Additionally, I have been logging the usage of this dictionary and I am getting the following keys added per request:

Assign: "__AuthorizationMiddlewareWithEndpointInvoked"
Add: {object} (from SaveTempDataFilter)
Add: {Name = "ITempDataDictionary" FullName = "Microsoft.AspNetCore.Mvc.ViewFeatures.ITempDataDictionary"}
Assign: {Name = "IUrlHelper" FullName = "Microsoft.AspNetCore.Mvc.IUrlHelper"}
Add: "Serilog_ClientIp"
Add: "Serilog_CorrelationId"
Add: "Serilog_User-Agent"

My hunch is that the Serilog is causing this, but it is unclear why, when, and how. I continue to add further diagnostics to determine this.

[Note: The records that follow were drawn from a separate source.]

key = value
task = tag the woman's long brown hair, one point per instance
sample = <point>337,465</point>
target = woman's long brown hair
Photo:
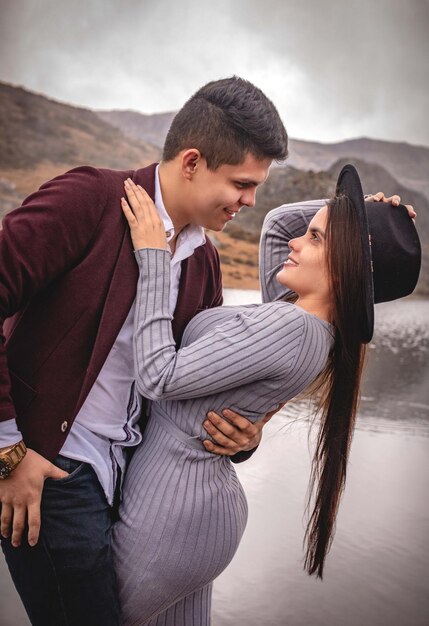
<point>340,381</point>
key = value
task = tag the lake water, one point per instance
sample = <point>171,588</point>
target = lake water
<point>377,571</point>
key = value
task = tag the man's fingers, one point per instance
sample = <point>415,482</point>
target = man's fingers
<point>225,436</point>
<point>216,449</point>
<point>234,418</point>
<point>6,520</point>
<point>33,523</point>
<point>18,525</point>
<point>411,211</point>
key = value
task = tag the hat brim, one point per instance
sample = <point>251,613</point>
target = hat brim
<point>349,184</point>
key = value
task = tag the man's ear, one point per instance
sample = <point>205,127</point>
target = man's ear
<point>191,161</point>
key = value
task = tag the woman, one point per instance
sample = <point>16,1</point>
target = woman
<point>184,510</point>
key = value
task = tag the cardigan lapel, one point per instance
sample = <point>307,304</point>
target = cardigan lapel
<point>121,293</point>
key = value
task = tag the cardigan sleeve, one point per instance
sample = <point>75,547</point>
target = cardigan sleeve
<point>40,241</point>
<point>280,226</point>
<point>231,355</point>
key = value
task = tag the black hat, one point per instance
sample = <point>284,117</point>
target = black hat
<point>392,250</point>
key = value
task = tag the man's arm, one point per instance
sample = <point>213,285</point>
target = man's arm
<point>38,243</point>
<point>235,435</point>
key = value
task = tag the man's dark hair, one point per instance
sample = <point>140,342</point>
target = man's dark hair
<point>225,120</point>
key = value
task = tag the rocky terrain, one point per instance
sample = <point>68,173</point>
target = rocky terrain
<point>39,138</point>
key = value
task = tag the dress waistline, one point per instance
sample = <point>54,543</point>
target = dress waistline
<point>160,417</point>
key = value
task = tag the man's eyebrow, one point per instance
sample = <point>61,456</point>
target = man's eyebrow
<point>315,229</point>
<point>248,182</point>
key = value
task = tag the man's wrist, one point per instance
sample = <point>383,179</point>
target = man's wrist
<point>10,458</point>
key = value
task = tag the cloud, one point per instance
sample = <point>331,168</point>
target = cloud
<point>334,69</point>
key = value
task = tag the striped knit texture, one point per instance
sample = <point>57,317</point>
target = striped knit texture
<point>184,510</point>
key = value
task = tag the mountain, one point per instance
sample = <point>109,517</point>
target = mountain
<point>39,138</point>
<point>286,185</point>
<point>408,164</point>
<point>152,128</point>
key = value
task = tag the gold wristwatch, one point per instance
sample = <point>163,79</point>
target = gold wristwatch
<point>10,457</point>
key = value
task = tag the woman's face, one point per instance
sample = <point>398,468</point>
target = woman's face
<point>305,271</point>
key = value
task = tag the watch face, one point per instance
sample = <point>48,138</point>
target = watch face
<point>4,469</point>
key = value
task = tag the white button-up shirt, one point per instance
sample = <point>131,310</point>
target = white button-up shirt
<point>107,422</point>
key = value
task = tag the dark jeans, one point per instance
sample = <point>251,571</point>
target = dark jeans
<point>68,577</point>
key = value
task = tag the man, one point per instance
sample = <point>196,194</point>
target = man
<point>69,410</point>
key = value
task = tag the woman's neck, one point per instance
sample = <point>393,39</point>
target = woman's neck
<point>317,307</point>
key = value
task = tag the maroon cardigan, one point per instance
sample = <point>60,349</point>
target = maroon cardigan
<point>67,280</point>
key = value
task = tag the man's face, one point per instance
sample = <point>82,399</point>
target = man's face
<point>214,197</point>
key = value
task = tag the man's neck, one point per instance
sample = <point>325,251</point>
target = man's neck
<point>171,198</point>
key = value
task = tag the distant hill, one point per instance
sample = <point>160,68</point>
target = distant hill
<point>40,138</point>
<point>152,128</point>
<point>408,164</point>
<point>286,185</point>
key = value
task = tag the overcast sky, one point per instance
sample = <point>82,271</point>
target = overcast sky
<point>336,69</point>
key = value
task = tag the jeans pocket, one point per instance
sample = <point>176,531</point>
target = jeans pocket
<point>73,467</point>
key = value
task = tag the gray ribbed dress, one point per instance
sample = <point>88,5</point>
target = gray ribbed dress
<point>184,510</point>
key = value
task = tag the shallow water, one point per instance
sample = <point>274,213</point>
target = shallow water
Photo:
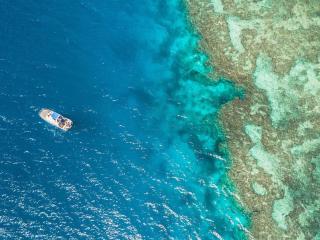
<point>143,158</point>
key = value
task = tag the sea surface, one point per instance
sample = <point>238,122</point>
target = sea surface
<point>144,158</point>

ConcurrencyStateAwareDictionary is the following, if interested (feedback welcome):

public sealed class ConcurrencyStateAwareDictionary : ConcurrencyAwareDictionary<object, object?>
{
    public ConcurrencyStateAwareDictionary(HttpContext context)
        : this(context.Items, context.RequestServices.GetRequiredService<ILogger<ConcurrencyStateAwareDictionary>>()) {}

    public ConcurrencyStateAwareDictionary(IDictionary<object, object?> previous, ILogger logger)
        : base(previous, logger) {}
}

public class ConcurrencyAwareDictionary<TKey, TValue> : IDictionary<TKey, TValue> where TKey : notnull
{
    bool                               _error;
    readonly IDictionary<TKey, TValue> _previous;
    readonly ILogger                   _logger;

    public ConcurrencyAwareDictionary(IDictionary<TKey, TValue> previous, ILogger logger)
    {
        _previous = previous;
        _logger   = logger;
    }

    public IEnumerator<KeyValuePair<TKey, TValue>> GetEnumerator() => _previous.GetEnumerator();

    IEnumerator IEnumerable.GetEnumerator() => ((IEnumerable)this).GetEnumerator();

    public void Add(KeyValuePair<TKey, TValue> item)
    {
        _previous.Add(item);
    }

    public void Clear()
    {
        _previous.Clear();
    }

    public bool Contains(KeyValuePair<TKey, TValue> item) => _previous.Contains(item);

    public void CopyTo(KeyValuePair<TKey, TValue>[] array, int arrayIndex)
    {
        _previous.CopyTo(array, arrayIndex);
    }

    public bool Remove(KeyValuePair<TKey, TValue> item) => _previous.Remove(item);

    public int Count => _previous.Count;

    public bool IsReadOnly => _previous.IsReadOnly;

    public void Add(TKey key, TValue value)
    {
        var error = _error;
        _previous.Add(key, value);
        if (!error && _error)
        {
            var trace = new System.Diagnostics.StackTrace(true);
            _logger.LogError("Error state occurred during add {Trace}", trace.ToString());
        }
    }

    public bool ContainsKey(TKey key) => _previous.ContainsKey(key);

    public bool Remove(TKey key) => _previous.Remove(key);

    public bool TryGetValue(TKey key, out TValue value)
    {
        try
        {
            return _previous.TryGetValue(key, out value!);
        }
        catch (InvalidOperationException e) when
            (e.Message.StartsWith("Operations that change non-concurrent collections"))
        {
            _error = true;
            throw;
        }
    }

    public TValue this[TKey key]
    {
        get => _previous[key];
        set
        {
            var error = _error;
            _previous[key] = value;
            if (!error && _error)
            {
                var trace = new System.Diagnostics.StackTrace(true);
                _logger.LogError("Error state occurred during assignment {Trace}", trace.ToString());
            }
        }
    }

    public ICollection<TKey> Keys => _previous.Keys;

    public ICollection<TValue> Values => _previous.Values;
}
Mike-E-angelo commented 8 months ago

Nice to see someone actually acknowledge this issue 😏

ashleyjlive commented 6 months ago

I have also seen this bug. It is fairly sparse and is very hard to reproduce locally. I have seen it locally only on startup, and subsequent requests succeed. We're also using Serilog.